Sa carte d'identité, reçue il y a dix jours, comporte un "X" à la place du "F" qui identifie habituellement le genre féminin ou du "M" pour le genre masculin.
"C'est difficile d'être la première", explique celle qui se considère comme une personne trans non-binaire.
Les personnes "non-binaires" ne se considèrent ni tout à fait comme un homme ni tout à fait comme une femme, mais comme étant les deux à la fois ou une combinaison des deux.
Shane Cienfuegos porte les cheveux longs et du rouge à lèvres, arbore la barbe et est vêtue d'une robe à fleurs, d'un foulard et de sandales plateforme.
"Ce n'est pas une victoire pour Shane, c'est une victoire collective", estime-t-elle.
"Cela va offrir (aux personnes non-binaires) des possibilités dont elles ne disposaient pas avant en termes de légitimité de leur identité de genre", estime-t-elle, disant avoir obtenu gain de cause face à l'administration au terme de neuf années de procédures judiciaires.
- Survivre à la discrimination -
Shane Cienfuegos reste cependant lucide. L'obtention du "X" sur sa carte d'identité ne va pas du jour au lendemain résoudre les problèmes de discrimination dont les personnes non-binaires souffrent tant "à l'extérieur du collectif (trans) qu'à l'intérieur".
Trois fois, on a essayé de la tuer, raconte-t-elle. Une fois en la poussant sur les voies dans une station de métro de Santiago.
"Je ne sais pas combien de fois j'ai dû me battre pour ma vie dans la rue. J'ai survécu, je me suis endurcie pour survivre", témoigne-t-elle lors de la présentation d'un livre sur sa vie dans un centre culturel de Santiago, où on lui demande une photo autant qu'on la dévisage.
"La principale cause de décès des trans est le meurtre. Nous ne mourons pas de diabète ou d'un accident vasculaire cérébral, nous mourons parce que nous sommes assassinées, parce que nous nous suicidons", assure cette militante des droits des personnes non-binaires depuis le lycée qui a dû recourir à la prostitution pour payer ses études de travailleur social.

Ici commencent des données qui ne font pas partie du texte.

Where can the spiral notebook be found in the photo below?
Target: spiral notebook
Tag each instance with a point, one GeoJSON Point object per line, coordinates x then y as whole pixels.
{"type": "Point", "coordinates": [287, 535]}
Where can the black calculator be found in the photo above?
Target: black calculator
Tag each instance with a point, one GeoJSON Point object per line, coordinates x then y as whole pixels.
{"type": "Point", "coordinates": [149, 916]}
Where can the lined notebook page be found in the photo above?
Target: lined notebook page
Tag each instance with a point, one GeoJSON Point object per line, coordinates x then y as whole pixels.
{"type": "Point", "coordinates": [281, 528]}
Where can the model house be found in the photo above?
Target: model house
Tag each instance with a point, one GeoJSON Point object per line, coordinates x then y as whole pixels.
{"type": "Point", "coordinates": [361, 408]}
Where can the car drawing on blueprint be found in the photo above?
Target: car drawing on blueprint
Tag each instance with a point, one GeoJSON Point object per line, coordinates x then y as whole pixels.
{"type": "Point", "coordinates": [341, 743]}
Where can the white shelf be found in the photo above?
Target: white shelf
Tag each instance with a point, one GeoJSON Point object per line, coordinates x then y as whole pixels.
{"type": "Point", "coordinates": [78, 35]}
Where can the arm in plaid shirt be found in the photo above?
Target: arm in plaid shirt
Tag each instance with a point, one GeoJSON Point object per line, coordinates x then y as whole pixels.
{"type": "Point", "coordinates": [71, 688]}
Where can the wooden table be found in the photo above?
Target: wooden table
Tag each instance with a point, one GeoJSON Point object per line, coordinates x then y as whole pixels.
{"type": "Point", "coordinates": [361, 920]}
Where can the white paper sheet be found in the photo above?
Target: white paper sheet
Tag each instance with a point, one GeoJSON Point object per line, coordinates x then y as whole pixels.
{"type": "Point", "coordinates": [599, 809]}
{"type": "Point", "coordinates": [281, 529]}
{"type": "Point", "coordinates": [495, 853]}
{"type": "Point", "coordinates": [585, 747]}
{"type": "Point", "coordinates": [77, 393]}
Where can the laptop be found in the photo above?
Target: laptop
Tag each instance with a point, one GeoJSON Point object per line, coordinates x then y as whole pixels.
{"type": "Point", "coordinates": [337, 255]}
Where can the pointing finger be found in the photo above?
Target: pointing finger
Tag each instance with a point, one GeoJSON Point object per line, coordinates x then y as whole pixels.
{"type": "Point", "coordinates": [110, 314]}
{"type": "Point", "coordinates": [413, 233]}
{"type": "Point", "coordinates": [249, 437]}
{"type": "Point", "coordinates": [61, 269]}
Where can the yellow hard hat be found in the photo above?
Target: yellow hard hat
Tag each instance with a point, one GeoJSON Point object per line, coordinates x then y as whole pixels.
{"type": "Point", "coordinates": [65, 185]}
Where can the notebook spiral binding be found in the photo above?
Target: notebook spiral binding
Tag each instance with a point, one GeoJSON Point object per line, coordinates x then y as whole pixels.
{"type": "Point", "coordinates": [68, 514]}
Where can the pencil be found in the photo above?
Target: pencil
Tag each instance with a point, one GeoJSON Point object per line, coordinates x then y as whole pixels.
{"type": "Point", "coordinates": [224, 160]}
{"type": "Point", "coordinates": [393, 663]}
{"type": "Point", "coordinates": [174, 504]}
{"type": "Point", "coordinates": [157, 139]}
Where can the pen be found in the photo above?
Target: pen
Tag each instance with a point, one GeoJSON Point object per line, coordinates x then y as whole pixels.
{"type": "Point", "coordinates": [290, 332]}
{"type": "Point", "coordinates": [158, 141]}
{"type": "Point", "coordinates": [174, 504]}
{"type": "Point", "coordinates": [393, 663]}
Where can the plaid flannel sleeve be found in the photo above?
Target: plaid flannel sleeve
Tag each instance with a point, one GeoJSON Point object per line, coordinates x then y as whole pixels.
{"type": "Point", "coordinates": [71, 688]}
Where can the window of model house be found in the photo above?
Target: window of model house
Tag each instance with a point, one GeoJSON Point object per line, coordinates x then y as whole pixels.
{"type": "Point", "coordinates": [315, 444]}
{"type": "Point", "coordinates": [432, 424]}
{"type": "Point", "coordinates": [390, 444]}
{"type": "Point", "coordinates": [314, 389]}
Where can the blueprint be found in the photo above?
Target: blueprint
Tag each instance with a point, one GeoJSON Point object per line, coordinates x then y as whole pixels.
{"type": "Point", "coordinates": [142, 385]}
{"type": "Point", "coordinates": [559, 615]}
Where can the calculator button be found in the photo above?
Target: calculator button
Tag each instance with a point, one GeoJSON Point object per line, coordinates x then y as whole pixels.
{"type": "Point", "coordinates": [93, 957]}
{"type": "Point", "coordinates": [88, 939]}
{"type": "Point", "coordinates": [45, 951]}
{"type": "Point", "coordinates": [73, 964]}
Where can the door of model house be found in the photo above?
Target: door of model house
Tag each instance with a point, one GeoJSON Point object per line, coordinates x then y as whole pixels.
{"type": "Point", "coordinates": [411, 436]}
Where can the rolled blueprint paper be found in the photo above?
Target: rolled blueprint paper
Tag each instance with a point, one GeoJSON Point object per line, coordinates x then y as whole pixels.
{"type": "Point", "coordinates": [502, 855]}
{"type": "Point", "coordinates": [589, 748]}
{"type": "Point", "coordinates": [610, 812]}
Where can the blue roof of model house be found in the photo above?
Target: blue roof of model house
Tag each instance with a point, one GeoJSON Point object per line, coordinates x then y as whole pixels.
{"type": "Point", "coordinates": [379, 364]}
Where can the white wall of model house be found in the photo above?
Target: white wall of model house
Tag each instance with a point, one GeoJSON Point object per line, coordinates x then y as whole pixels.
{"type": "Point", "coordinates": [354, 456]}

"Quand j'avais neuf ans, j'allais à pied à l'école le matin et on me criait +Travesti+ ! Je ne savais pas ce que c'était, mais je savais que cela m'accompagnerait pour le reste de ma vie. C'est à ce moment-là que j'ai réalisé que je n'étais ni un homme ni une femme", se souvient celle qui coordonne l'unité d'intervention sociale d'une organisation d'aide aux personnes transgenres, Organizando Transdiversidades (OTD).
En 2021, 1.114 plaintes pour discrimination à l'encontre des personnes LGBTQ ont été enregistrées au Chili, dont 127 contre des personnes transgenres, selon une enquête du Mouvement pour l'intégration et la libération homosexuelle (Movilh).
D'autres pays autorisent le genre X sur les papiers d'identité. L'Australie depuis 2011, auquel se sont ajoutés le Pakistan, le Népal, la Nouvelle-Zélande, le Canada, l'Allemagne, l'Argentine ou encore les Etats-Unis en avril.